My sister told me how lovely her friends house was with underfloor heating, and I had stopped in a boarding house with a black tiled floor outside the shower within the shower room and yes it was lovely stepping out onto a lovely warm floor, which dried quickly.
When fitted to mothers wet room we made errors. One was sculptured tiles, fitted for extra grip, but do not drain as well as smooth so stay wet. The other was the pocket holding the sensor had too sharp a bend, so when the sensor went wrong we could not renew it.
The first job was a band jack and remove the original floor, then polystyrene blocks fitted covered with around 15 mm thick plywood to stop heat going down into the floor, the polystyrene blocks around 4 inches thick. The heating cable was then laid and a special glue used to fix the tiles on top, this caused a problem first time around as out of date and would not set. A towel rail was also fitted.
The room is around 1.5 meters x 3 meters and the heating cables span whole floor, toilet is held on wall so even under toilet is heated. The tiles are slow to heat, takes around 1.5 hours for them to reach temperature, and the shower soon cools them, so after a shower it takes around 1/2 hour to dry floor if surface water is swept to drain. However if towel rail is turned off, then around the coldest room in the house. Other than warm feet it seems to make no effect to general heat of the room. In all very disappointing.
So I looked at the maths, the towel rail is at around 70°C that's 50°C over the temperature required for room, and around 1 meter² surface area, the heat output is not linear the curve goes up as temperature increases, however for simplicity late us say it is. So floor is 4.5 meter² but just 7°C differential. So 7 x 4.5 = 30.5 and 50 x 1 = 50 so at least 40% extra heat, by time you add the fact it is not a straight line graph and it does not auto start an air flow, one is looking at the towel rail being over twice as good as under floor heating.
Underfloor heating "Hypocaust" has been going for a long time
picture of some early examples, however we have learnt it simply does not work, we stopped using underfloor heating for some 1500 years, there is a reason, it doesn't work.
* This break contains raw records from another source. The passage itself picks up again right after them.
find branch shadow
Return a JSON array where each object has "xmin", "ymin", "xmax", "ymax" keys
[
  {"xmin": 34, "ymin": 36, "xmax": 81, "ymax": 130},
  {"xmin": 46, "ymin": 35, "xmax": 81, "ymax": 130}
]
Yes my son have underfloor heating, and yes it does what he wants, that is to cool the water in the Aga back boiler when it is too hot, it is a method to store heat, so the bedroom floor gets warm and the standard central heating radiators turn off. But the energy is stored in the floor, so heating would need to be on 24/7.
Today we are looking at the reverse, swapping standard radiators for fan assisted radiators so rooms warm up, and of course also cool down quicker than with standard radiators. This means less time is required to heat the house so heating can be automatically turned on with geofencing as it detects our mobile phone getting close to home. Not saying it works, it is still too slow heating the house. But we are dumping storage radiators and going for speed heating the home, and you are trying to return to Roman times, still trying to live in the 1st century not the 21st century.